Maybe it’s a sign of something much deeper… much more sinister… and much more significant… at least if you are interested in persuasion and sales.

​​Because check it:

I read another news item yesterday. It was about a study that came out this past December, from the MIT Sloan School of Management.

These MIT management experts were studying the spread of misinformation online. The question they were studying was this:

Are people who are more digitally literate — for example, who know how Facebook recommends stories — any better at coping with online misinformation than unwashed digital illiterates?

Answer:

People who were digitally literate were much better at gauging accuracy. They could tell apart which stories (about politics and corona) were true and which were fake.

But…

That had nothing to do with which stories the digital literates ended up sharing.

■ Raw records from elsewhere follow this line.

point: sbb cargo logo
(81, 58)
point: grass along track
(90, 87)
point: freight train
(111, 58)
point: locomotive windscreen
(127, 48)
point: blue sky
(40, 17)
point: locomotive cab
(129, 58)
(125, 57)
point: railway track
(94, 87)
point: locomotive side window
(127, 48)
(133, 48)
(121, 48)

​​In other words, these digital Steve Urkels were just as likely to share fake stories — which they knew to be fake — as the digital illiterates — who believed them to be true.

So there you go. Maybe that explains why my friend, who is very digitally literate, shared that obvious hoax about moisturizer with me.

But more seriously:

The researchers concluded that “measuring digital literacy might be useful for identifying social media users who are vulnerable to believing misinformation.”

That seems naive and shortsighted to me.

To me, this study just shows that the apparent truthfulness or fakefulness of what you say… doesn’t matter much in whether people engage emotionally, and in other real-world ways, with your ideas and content.

Maybe you find that shocking. Or maybe you find it obvious. Because it’s really just a re-statement of the ancient direct marketing truth:

All decisions are made emotionally, and are only primped and preened afterwards with a bit of logic.

Maybe remembering this truth will help you when you try to convince people to buy from you… or just to share some of your content.

For example, my Copy Riddles optin page. One last time, I’d like to invite you to share it.

Maybe by now I’ve stirred up sufficient shock, outrage, or perhaps amusement in you that you want to share this page just because.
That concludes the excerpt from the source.